(Source: Daily Telegraph) –
Doctors say victims of conflict-related sexual violence are seeking emergency contraception and HIV prevention drugs in northern Ethiopia
Hundreds of women are rushing to Tigray’s hospitals in northern Ethiopia for emergency contraception and HIV prevention drugs after being systematically raped, often gang-raped, by Eritrean and Ethiopian soldiers fighting in a brutal civil war.
Dozens are seeking abortions, medical care and psychological support in overwhelmed hospitals, many of which have been destroyed by a five-month conflict between Ethiopia’s federal government and the Tigray People’s Liberation Front (TPLF).
Thousands more are thought to be suffering in silence as they fear reprisals by security forces and rejection from their families, survivors, doctors and aid workers told the Telegraph.
In one of the first in-depth investigations of allegations of rape as a weapon of war in the conflict – which would constitute a war crime – the Telegraph has spoken to dozens in the region to uncover the true extent of what is happening.
One video, which was widely circulated on social media and has been verified by the Telegraph, shows a surgeon in Adigrat hospital removing long nails and pieces of plastic from the vagina of one woman after she was raped and tortured.
Melat*, 20, was at home in Wukro with her elder brother Danayi* when Ethiopian federal soldiers came in, she said. “When five Ethiopian soldiers came to our house to rape me, Danayi tried to defend me from them. ‘I cannot let you rape my sister,’ he said to them. The soldiers shot my brother in the head and took turns raping me,” Melat recalled, still in shock. “They raped me beside the corpse of my brother.”
Like many Tigrayan women, she is now pregnant from the attack. Many others have contracted HIV or other sexually transmitted diseases.
Ethiopian and Eritrean forces have for months been battling troops loyal to the former Tigrayan regional government in a war that has left thousands dead and millions on the brink of starvation.
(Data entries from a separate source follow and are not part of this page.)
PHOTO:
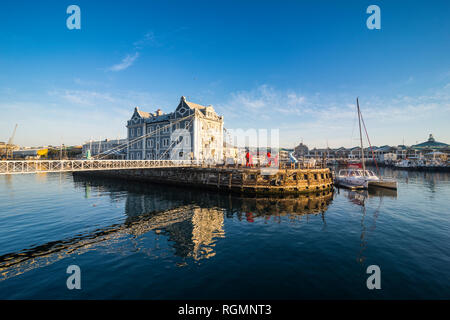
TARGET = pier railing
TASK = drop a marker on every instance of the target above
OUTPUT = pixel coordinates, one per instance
(34, 166)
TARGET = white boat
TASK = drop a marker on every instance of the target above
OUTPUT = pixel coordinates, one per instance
(357, 178)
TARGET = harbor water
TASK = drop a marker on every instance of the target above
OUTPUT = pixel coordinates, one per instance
(142, 241)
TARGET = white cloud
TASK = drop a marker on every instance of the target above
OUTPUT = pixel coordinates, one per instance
(125, 63)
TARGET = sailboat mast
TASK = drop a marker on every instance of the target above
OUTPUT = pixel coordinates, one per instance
(360, 137)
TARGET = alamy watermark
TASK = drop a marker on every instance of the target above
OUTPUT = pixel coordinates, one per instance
(374, 280)
(74, 280)
(374, 20)
(74, 20)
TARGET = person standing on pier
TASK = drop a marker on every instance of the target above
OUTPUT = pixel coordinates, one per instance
(269, 159)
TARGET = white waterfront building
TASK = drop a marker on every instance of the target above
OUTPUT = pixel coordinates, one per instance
(192, 132)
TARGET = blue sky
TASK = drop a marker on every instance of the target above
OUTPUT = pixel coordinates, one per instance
(293, 65)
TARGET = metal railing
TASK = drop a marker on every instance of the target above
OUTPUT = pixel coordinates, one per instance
(35, 166)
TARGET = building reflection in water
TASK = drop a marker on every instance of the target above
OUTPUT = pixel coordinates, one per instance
(191, 220)
(359, 197)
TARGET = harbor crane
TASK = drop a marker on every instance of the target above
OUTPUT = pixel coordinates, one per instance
(9, 144)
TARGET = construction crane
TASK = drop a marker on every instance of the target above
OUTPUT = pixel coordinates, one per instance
(9, 145)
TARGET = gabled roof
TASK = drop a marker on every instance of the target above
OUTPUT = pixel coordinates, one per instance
(430, 144)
The resulting humanitarian disaster has left 4.5 million people in need of emergency assistance.
A coalition of Tigray’s political opposition recently stated that more than 50,000 people might have died since fighting began on November 4. Survivors, doctors, aid workers and experts speaking to the Telegraph all pointed to rape being systematically used as a weapon of war by Ethopian and Eritrean forces despite being harassed and threatened by soldiers in a bid to prevent them from speaking out.
“It’s absolutely ethnic cleansing, rape is being used as a weapon of war, it is being used as scare tactics,” an aid worker who has just returned from Tigray, who asked to stay anonymous, said.
Selam, a 26-year-old coffee seller in Edaga Hamus, 100km away from Tigray’s capital of Mekelle, said she was abducted by Eritrean soldiers with 17 other women in January.
“They took us into the forest. When we arrived there, there were around 100 soldiers who were waiting for us. They tied the hands and feet of each one of us. And then they raped us without mercy,” she told the Telegraph as she fought through tears.